Expectations grow among some Australian firms to resume beef exports to China
Published: Feb 12, 2023 10:26 PM
Imported beef is sold in a supermarket in Shanghai on August 20, 2020. Photo: VCG

Imported beef is sold in a supermarket in Shanghai on August 20, 2020. Photo: VCG

Some Australian beef exporters whose exports to China have been suspended due to quality and other issues are seeking to fully resume trade with China, with some industry players holding talks, the Global Times has learned.

Amid gradually improving ties, there are growing expectations for a recovery of bilateral trade, with more interactions expected between industry groups of the two countries in some major traded goods such as beef, an insider said. 

There could be gains in particular for beef, a key Australian export, despite some uncertainties and variables, a meat industry insider said on Sunday on the condition of anonymity. "We have been in close talks with an industry representative group," the person said, without offering details.

In 2020, China suspended beef imports from six Australian beef suppliers due to quality and other issues found in customs inspection.    
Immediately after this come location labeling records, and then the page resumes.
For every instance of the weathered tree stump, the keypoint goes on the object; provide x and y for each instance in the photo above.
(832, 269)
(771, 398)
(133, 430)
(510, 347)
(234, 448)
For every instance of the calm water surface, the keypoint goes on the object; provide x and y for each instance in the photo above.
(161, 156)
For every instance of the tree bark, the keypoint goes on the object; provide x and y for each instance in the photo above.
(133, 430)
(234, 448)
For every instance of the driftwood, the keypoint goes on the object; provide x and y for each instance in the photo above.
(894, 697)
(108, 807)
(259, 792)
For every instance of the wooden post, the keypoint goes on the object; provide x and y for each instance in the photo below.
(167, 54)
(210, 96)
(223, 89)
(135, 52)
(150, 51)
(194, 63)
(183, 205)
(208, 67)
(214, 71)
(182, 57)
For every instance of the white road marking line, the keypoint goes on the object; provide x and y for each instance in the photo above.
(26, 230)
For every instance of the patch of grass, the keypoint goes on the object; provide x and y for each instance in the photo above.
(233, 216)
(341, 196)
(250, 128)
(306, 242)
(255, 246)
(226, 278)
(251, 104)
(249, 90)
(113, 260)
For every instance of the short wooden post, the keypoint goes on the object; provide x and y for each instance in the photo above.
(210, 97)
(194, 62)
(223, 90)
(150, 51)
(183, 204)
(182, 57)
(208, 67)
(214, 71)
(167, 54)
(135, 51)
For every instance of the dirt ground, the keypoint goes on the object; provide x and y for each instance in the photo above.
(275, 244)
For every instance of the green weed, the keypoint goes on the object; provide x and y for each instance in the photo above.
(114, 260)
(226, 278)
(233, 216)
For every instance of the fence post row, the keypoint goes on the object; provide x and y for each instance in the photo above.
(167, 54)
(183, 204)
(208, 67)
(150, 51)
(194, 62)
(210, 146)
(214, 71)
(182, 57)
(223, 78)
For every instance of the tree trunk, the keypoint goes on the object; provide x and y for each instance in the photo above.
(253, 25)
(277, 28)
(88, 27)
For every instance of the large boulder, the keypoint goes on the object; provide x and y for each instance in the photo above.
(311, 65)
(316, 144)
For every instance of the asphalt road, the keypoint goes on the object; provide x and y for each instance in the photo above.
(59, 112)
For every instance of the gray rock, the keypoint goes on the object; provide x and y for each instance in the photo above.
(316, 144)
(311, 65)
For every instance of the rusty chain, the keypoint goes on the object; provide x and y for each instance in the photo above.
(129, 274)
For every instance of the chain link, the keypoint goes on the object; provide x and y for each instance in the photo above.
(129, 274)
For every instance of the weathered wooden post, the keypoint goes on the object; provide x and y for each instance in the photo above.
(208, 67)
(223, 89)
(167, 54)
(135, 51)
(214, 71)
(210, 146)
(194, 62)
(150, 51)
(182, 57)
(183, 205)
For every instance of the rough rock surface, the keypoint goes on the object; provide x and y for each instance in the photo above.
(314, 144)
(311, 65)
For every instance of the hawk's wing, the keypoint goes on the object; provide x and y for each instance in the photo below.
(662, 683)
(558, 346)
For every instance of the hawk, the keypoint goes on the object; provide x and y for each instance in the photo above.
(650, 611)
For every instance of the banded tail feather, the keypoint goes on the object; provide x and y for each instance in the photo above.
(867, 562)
While the overall beef trade continued, soured bilateral relations due to the previous Australian government's hostile policies against China pushed many Chinese companies and consumers to seek more reliable and trustworthy supplies. Such decisions affected bilateral trade.

In 2020, the Chinese mainland imported 253,675 tons of Australian beef, accounting for 12 percent of total beef imports during the period. That was the lowest volume in four years and a decrease of 6.5 percentage points in market share from 2019, according to data from the General Administration of Customs of China.

Still, Australia has been one of the major suppliers of beef to China, despite a decrease. In 2022, Australian beef exports to the Chinese mainland dropped 2 percent year-on-year to 175,127 tons, according to Meat & Livestock Australia.

Meanwhile, other countries, particularly those in South America, have increasingly become major sources of supplies. Brazil has become the top beef source, accounting for about 40 percent of the total.

"The expansion of beef imports from other countries has led to rising competition in the market and the demand for Australian beef, which has no particular advantages in quality and price, is relatively weaker," a trader said.

The Casino Food Co-op CEO Simon Stahl told the Australian Broadcasting Corp that losing the China market had cost the business millions of dollars.

But as demand has boomed and trade ties have improved, there's rising speculation about the possible resumption of beef exports for some Australian producers.

Stahl said "we've even got a customer coming out to see us for the first time since the suspension and since COVID," according to the Australian media outlet.

Yet an employee of Australian beef producer John Dee Pty Ltd, which was on the suspended list, told the Global Times on Sunday that there has been no news regarding any resumption.

Australia is very much looking forward to fully resuming beef imports to China, because the country's production exceeds demand, the export volume is large, and China is a huge market, the senior industry insider said, noting the strong complementarity in trade. 

China is also ramping up local beef production for its home market while reducing heavy reliance on any single supplier. In 2022, China's domestic beef supply accounted for 73 percent of its overall beef consumption. In the 14th Five-Year Plan period (2021-25), the self-sufficiency rate of beef is expected to reach 85 percent.

While domestic output has been growing, demand may also stay strong as consumption in China rebounds faster than expected amid the nation's downgraded epidemic response, industry insiders said.